Again, depending on which version we are reading, she is either touching Jesus on his head, or she is at his feet, and in two reports, she is crying onto his feet and drying her tears with her hair. 

Tears, and oil. She does not say anything, or if she does, it was not remembered. The Anointing Woman breaks into the ( mostly male) center of activity and does this incredibly intimate, immediate thing with Jesus. 

No one really knows what it means. There is no consensus whatsoever on the identity of the anointing woman or the meaning of what she does. 

But I don’t think we need scholars and theologians to interpret what it means. We can simply watch the moment unfold in our imaginations: She enters. She is poor and yet she carries precious oil, worth a lot of denarii. She sees this man, the savior, the promised one foretold by the prophets, eating dinner in the next room. Maybe what she saw in him is the Messiah.  Or maybe what you saw was a tired man who has walked many many miles stopping to give teachings and to heal the sick in body and in heart; a man whose feet are dusty who is hungry, a man who is grateful for food.

Whatever she saw in him, whether or not she had seen him up close before, she saw him with profound empathy. And that is why I cry whenever I read this passage. Alone of all the characters who meet  Jesus along the way of the gospel journey, the Anointing Woman doesn’t ask him for anything, doesn’t ask him to heal her, doesn’t ask him questions about how to attain eternal life, doesn’t touch him clandestinely so that he can heal her of a medical condition… all of which are fine things to ask of a prophet and healer and teacher!! They are poignant requests! But she alone, she sees Jesus as the vulnerable one. She sees what is ahead for him. She recognizes that he is in danger, she knows the outcome, she enters the room like truth itself, with love, with empathy, she pours out this beautiful ointment on him. Alone in the room, both she and Jesus understand the poignancy of what she is doing.

The disciples don’t get it. They start in immediately with petty attack, why did you do that, we could sell that oil and take care of more people, what are you doing, what a waste!

She has no response. I picture her in this intimate closeness with Jesus, bringing this act of beauty and care to him that transcends words and argument. Sometimes it is not time to debate, strategize, argue and compete. The poet Jeni Coyzyn wrote, “The way towards each other is through our bodies. Words are the longest distance you can travel/so complex and hazardous you/lose your direction.”

The woman with the oil walked right to him, to the center of everything, to the center of attention, not to make a point, not to present an argument, not to get something for herself but to give, to recognize, to bring the moment from chatter to stillness, from dinner time to the inevitability of death. She infuriated everyone there who thought they knew better than her how to spend the richness of that fragranced oil but she knew exactly where it belonged: not as an item for sale, but as a blessing to be bestowed, out of her poverty a spirit of abundance. 
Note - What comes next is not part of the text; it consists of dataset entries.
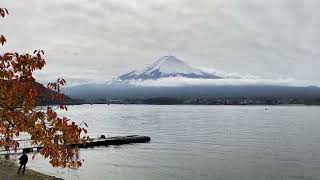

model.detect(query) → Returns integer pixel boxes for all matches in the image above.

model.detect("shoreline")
[0,159,63,180]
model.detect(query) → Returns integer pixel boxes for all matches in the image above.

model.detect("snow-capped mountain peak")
[118,56,221,81]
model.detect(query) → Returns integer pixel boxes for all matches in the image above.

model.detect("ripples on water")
[9,105,320,180]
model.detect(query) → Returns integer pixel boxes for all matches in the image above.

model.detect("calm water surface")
[10,105,320,180]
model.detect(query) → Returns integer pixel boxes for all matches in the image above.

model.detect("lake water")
[7,105,320,180]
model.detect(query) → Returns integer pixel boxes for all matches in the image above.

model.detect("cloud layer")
[0,0,320,84]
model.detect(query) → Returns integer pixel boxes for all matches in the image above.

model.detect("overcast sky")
[0,0,320,85]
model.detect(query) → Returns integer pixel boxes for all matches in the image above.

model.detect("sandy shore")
[0,160,61,180]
History has not known how to interpret her, how to identify her… or how to emulate her. We still tend to miss or distance ourselves from the inbreaking of the holy with chatter, debate, and critique. But Jesus himself is reported to have spoken in her defense, chastised the petty and critical reaction to her gesture and said, “wherever the story of my life is told in the world, what she has done will also be told, in memory of her.”

I thought, therefore, that you should also know about her.